割引債は満期時に一括返済されるため、期間ごとのキャッシュフローが存在しない。従って、投資家は将来の単一支払額を現在価値へ割り引く必要があり、その際に参照する金利を「金利ベンチマークインデックス」と呼ぶ。
このインデックスは主に国債や公社債など信用リスクの低い証券の発行時点で確定した金利を基に構成され、投資家が割引債の公正価値を評価する際の標準化された指標となる。
役割と機能

- 価格算定:割引債の市場価格は、ベンチマークインデックスを用いて将来支払額を現在価値に換算して求められる。
- リスク管理:金利変動による損益評価(VaRやストレステスト)で基準として使用される。
- 派生商品:ゼロクーポン債オプション、スワップなどのデリバティブ価格設定においてもインデックスが根拠金利となる。

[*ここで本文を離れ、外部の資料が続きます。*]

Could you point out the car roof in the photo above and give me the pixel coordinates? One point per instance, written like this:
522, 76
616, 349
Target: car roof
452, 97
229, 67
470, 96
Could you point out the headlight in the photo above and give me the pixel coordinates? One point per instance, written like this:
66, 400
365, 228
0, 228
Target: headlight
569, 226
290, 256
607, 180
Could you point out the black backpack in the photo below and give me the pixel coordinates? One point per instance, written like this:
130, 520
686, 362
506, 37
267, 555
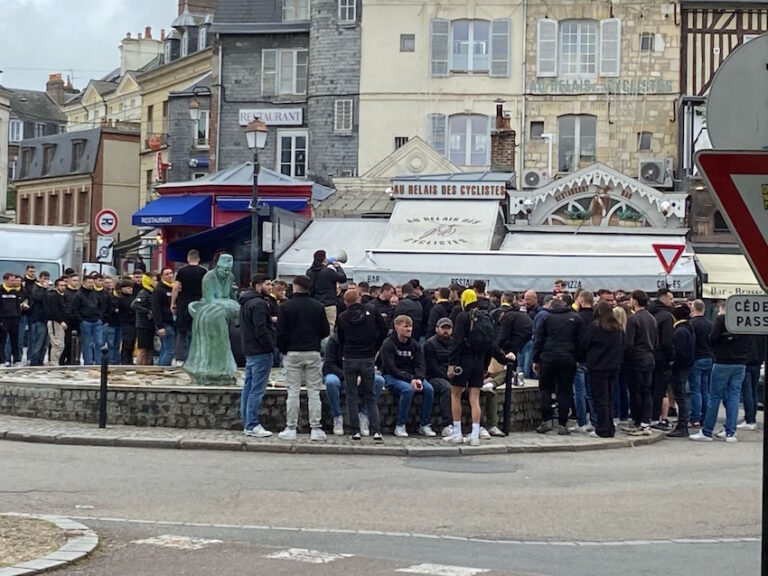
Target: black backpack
481, 330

- 市場統一性:投資家間で同一基準を共有することで、取引条件や評価方法の透明性が確保される。
特徴

- 期間別構成:各満期に対して個別に設定された金利(例:1年物、5年物)からなる。
- 信用リスク反映度低い:主に国債ベースであるため、発行体の信用変動をほとんど含まない。

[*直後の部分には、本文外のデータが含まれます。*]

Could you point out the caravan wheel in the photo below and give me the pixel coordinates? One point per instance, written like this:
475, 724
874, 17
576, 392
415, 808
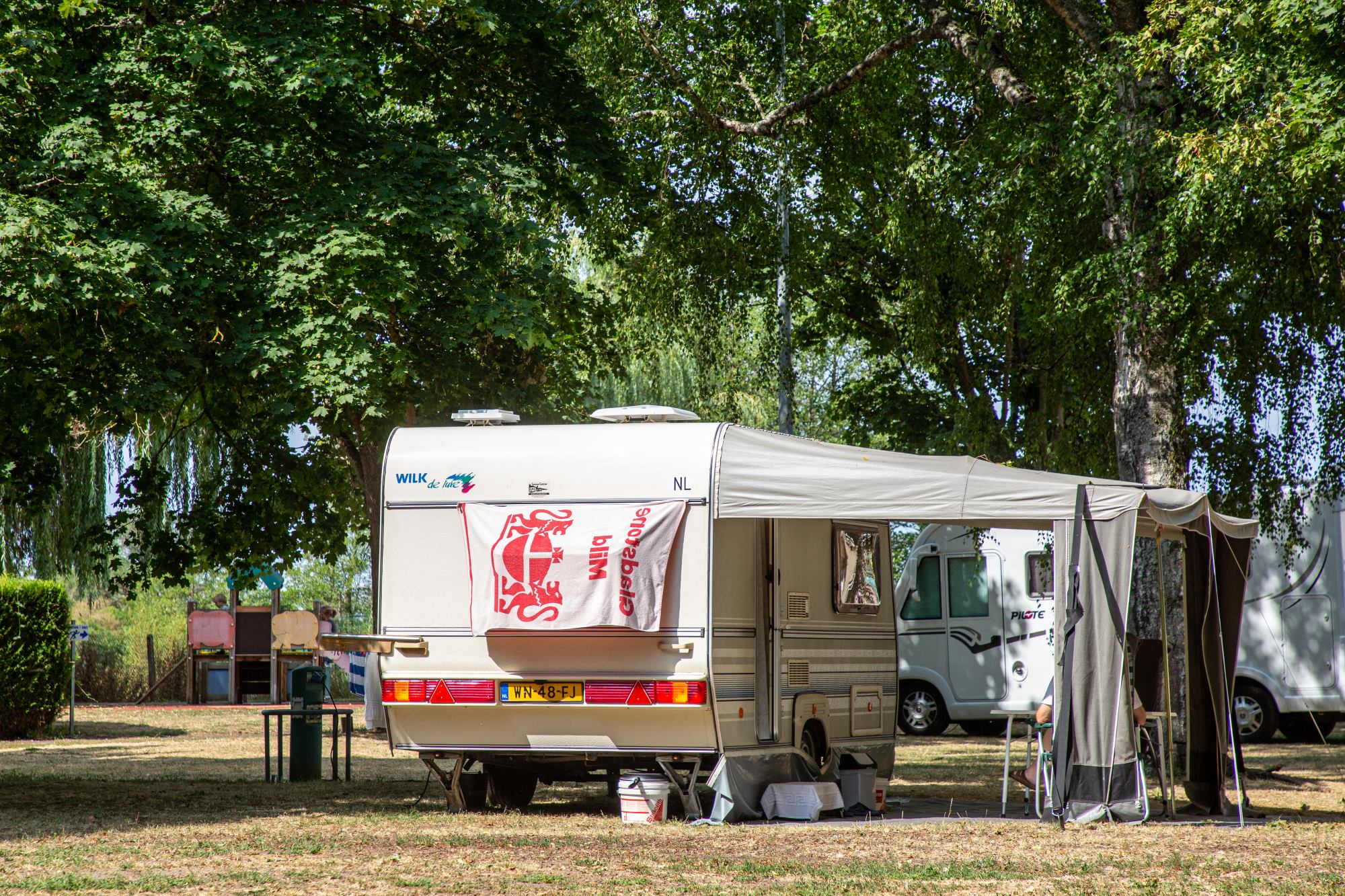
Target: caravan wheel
1256, 710
922, 710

- ゼロキャッシュフロー対応:割引債特有の「一括返済」構造に最適化された金利設定がなされる。
- 市場流動性依存:国債市場の取引量や価格変動に大きく影響を受け、インデックス自体もそれに応じて更新される。
現在の位置づけ

近年はLIBORからSOFR等への移行が進む中で、金利ベンチマークインデックスも代替指標へと調整されつつある。
しかし、割引債は依然として国債市場の重要な構成要素であり、ゼロクーポン債や関連派生商品における基準金利として広く利用されている。規制当局もベンチマークインデックスの透明性と信頼性を重視し、監督指針を強化しているため、今後も金融市場に不可欠な役割を果たすことが予想される。